You can load an object if you know its key. If loading the object fails, this will raise a Riak::FailedRequest error with the not_found? flag set.

bucket['S. S. Boatname']
bucket.get 'S. S. Boatname'

If you want to load or create an object with a given key, you can use Bucket#get_or_new to do it:

bucket.get_or_new 'Revenge of Boatname'

Loading Many Objects

Sometimes, you need to load a lot of objects in preparation for aggregation or another operation. The multi-get functionality allows you to use a nested Array of [Bucket, String<key>] identifiers (“pairs”) to load objects using multiple worker threads.

The array of pairs should be structured like this:

pairs = [
    [bucket, 'S. S. Boatname'],
    [bucket, 'Son of Boatname'],
    [bucket, 'Revenge of Boatname'],
]

The Riak::Client#get_many and Riak::Multiget.get_all class methods simply return the hash of pair to RObject instances:

# equivalent
results = client.get_many pairs
results = Riak::Multiget.get_all client, pairs

If you want to kick off a multiget operation and perform some other operations while it proceeds, use an instance of the Riak::Multiget class.

mg = Riak::Multiget.new client, pairs
mg.fetch
puts "Loading... Please wait..."
results = mg.results

Manipulating and Storing Objects

Raw Data, No Serialization

Use the RObject#raw_data accessors to manipulate the raw blob/string that represents the value of a Riak object. The client will not transform or parse this data.

robject.content_type = 'image/jpeg'
robject.raw_data = File.read 'cat.jpg'
robject.store

Serializing and Deserializing Data

Frequently, you’ll store objects you want to be serialized and deserialized for you. Set an appropriate content-type and use the #data accessors:

robject.content_type = 'application/json'
robject.data = {
    processor: 'MSP-430',
    sensors: %w{range binocular video},
    motor: "trolling motor",
    length: 137.16
}
robject.store # serializes the Ruby hash to JSON
robject.raw_data #=> "{\"processor\": \"MSP-430\"...
robject.data #=> {"processor" => "MSP-430",...

Out of the box, the Ruby client supports serializing and deserializing these content-types:

text/plain: string data only
application/json: uses MultiJson
application/x-ruby-marshal: uses Marshal in the Ruby core
text/yaml, text/x-yaml, application/yaml, application/x-yaml: use YAML in the Ruby standard library.

Deleting Objects

Objects can be deleted two different ways: the delete method on RObject instances, or the delete method on Bucket instances.
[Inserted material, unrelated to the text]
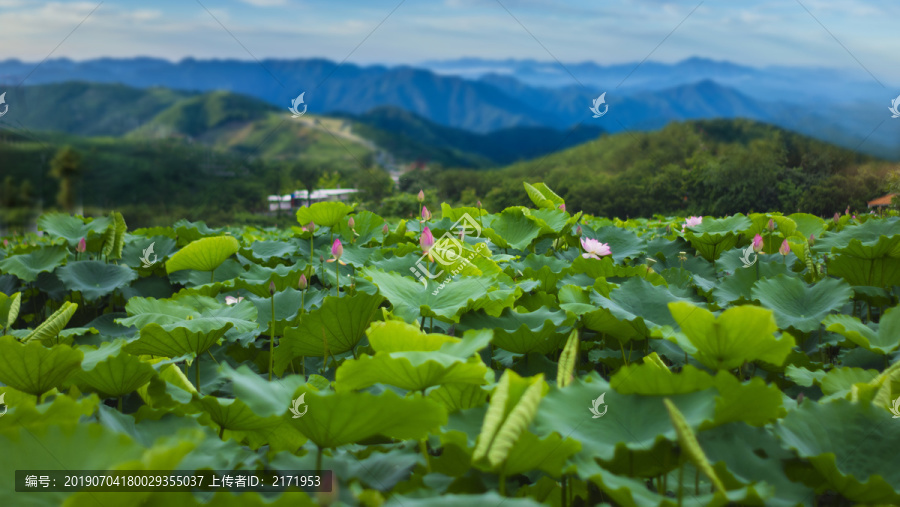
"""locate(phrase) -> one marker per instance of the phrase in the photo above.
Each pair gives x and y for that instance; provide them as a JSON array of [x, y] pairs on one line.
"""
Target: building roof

Deleting a RObject you have already fetched is easy. After the delete method returns, the instance will still have its data, but be frozen to prevent further changes.

robject.delete

Deleting from the Bucket without providing a vclock or causal context can cause issues if the object is updated and deleted at about the same time:

# delete the object with key 'Son of Boatname' without any causal context
bucket.delete 'Son of Boatname'

# delete the object with key 'Son of Boatname' with causal context
bucket.delete 'Son of Boatname', vclock: 'a85hYGBgzGDKBVIcypz/fpZz1XzPYEpkzGNluD1P4xxfFgA='

Content and Conflict

Riak objects can have more than one value. If you have an eventually-consistent bucket (i.e. not strongly consistent) with allow_mult enabled and last_write_wins disabled (choose wisely, it’s important), multiple values for a given object are common.

Resolving conflicts can be tricky! Riak’s CRDT implementation and how the Ruby client CRDT support works may lead you to a better solution than relying on client-side conflict resolution.

The Riak::RContent class handles properties of an individual value. Without conflict, Riak::RObject delegates many of its apparent properties to an RContent instance. With conflict, attempts to access these properties will raise a Riak::Conflict error.

robject.conflict? #=> true
robject.raw_data # raises Riak::Conflict

Manual Conflict Resolution

If a Riak::RObject is in conflict, you can resolve the conflict by setting its siblings array to an array with one element. Ideally, you’ll loop through the array of siblings and accumulate a correct one.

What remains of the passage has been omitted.